Faustin, mais il est fou de vengeance
Et qui sait de quoi il est capable !
FAUSTIN
Il est le courtier idéal.
LEONA
N'importe qui, Faustin, mais je t'en prie,
Pas lui ! Dora, elle qui est sa soeur,
Dora, malgré tout, a raison,
Le mieux est qu'il reparte et tout le monde,
Faustin, toi et moi, et Dora,
Tout redeviendra ce qu'il doit être,
FAUSTIN
Qu'il reparte ? Et toi, à son retour,
Qui ne te possédais plus de joie !
LEONA
De joie, oui, c'est un fait, le mot est juste.
Quand je l'ai vu, grand, beau, plein de jeunesse,
Il accourait vers moi, les bras ouverts,
Et je me suis dit : mon fils, c'est mon fils,
Quelque chose s'est passé, oui, quelque chose,
Mais la mort de Gloria, jusqu'à l'aube
J'ai dû en faire et refaire le récit,
Il écoutait, l'oeil fixe, et c'était
A crier, je retrouvais l'enfant d'avant,
Celui dont je m'étais séparée
Aussitôt son père mort, le même...
FAUSTIN
Conclusion : tu trembles pour lui...
LEONA
Que n'ai-je eu trois, six autres filles,
Plutôt que lui ! Il me fait peur.
Quand il est là, je ne sais plus où j'en suis.
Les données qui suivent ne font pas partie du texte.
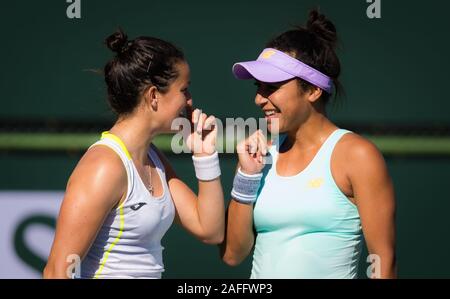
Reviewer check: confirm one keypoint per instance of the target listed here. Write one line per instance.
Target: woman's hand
(202, 139)
(251, 152)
C'est pour nous, Faustin, si je tremble.
Entre Vindex. Léona sort.
VINDEX
Salut à toi, Faustin ! Ta douleur et la mienne
Ont la même origine et le même but, frappons ensemble !
FAUSTIN
Oui, c'est à nous d'agir, Vindex, et je suis prêt.
VINDEX
Qu'attendons-nous ?
FAUSTIN
Qui j'attendais ? Un homme
Sûr, et j'ai confiance en toi comme en moi-même,
Ingénieux, mais tu l'es, toi qui as la jeunesse,
Et, personne, à part toi, ne satisfait à cette clause,
Inconnu du palais. La mission de cet homme ?
S'introduire auprès de Fulgence, et sans méprise,
En misant sur les appétits du vieillard,
Comme moi, tu ne les connais que trop,
Conclure un rendez-vous auquel il vienne seul.
VINDEX
Quoi, parvenir jusqu'à Fulgence.
L'avoir enfin là, à portée,
Et ne pas faire à l'instant justice ?
FAUSTIN
Sa garde n'est jamais très loin.
VINDEX
Qu'importe mourir !
FAUSTIN
Même si lui
Reste vivant ? Le courage, Vindex,
Il s'agit de toujours l'investir...
VINDEX
Il s'agit de le combattre, il s'agit
Avec la vérité pour arme,
De s'avancer...
FAUSTIN
Masqué.
VINDEX
Que veux-tu dire ?
FAUSTIN
Agir
A visage découvert, c'est se perdre,
C'est dans le livre des victimes,
Ecrire soi-même son nom : Vindex.
Mais tu es d'accord, Fulgence doit payer ?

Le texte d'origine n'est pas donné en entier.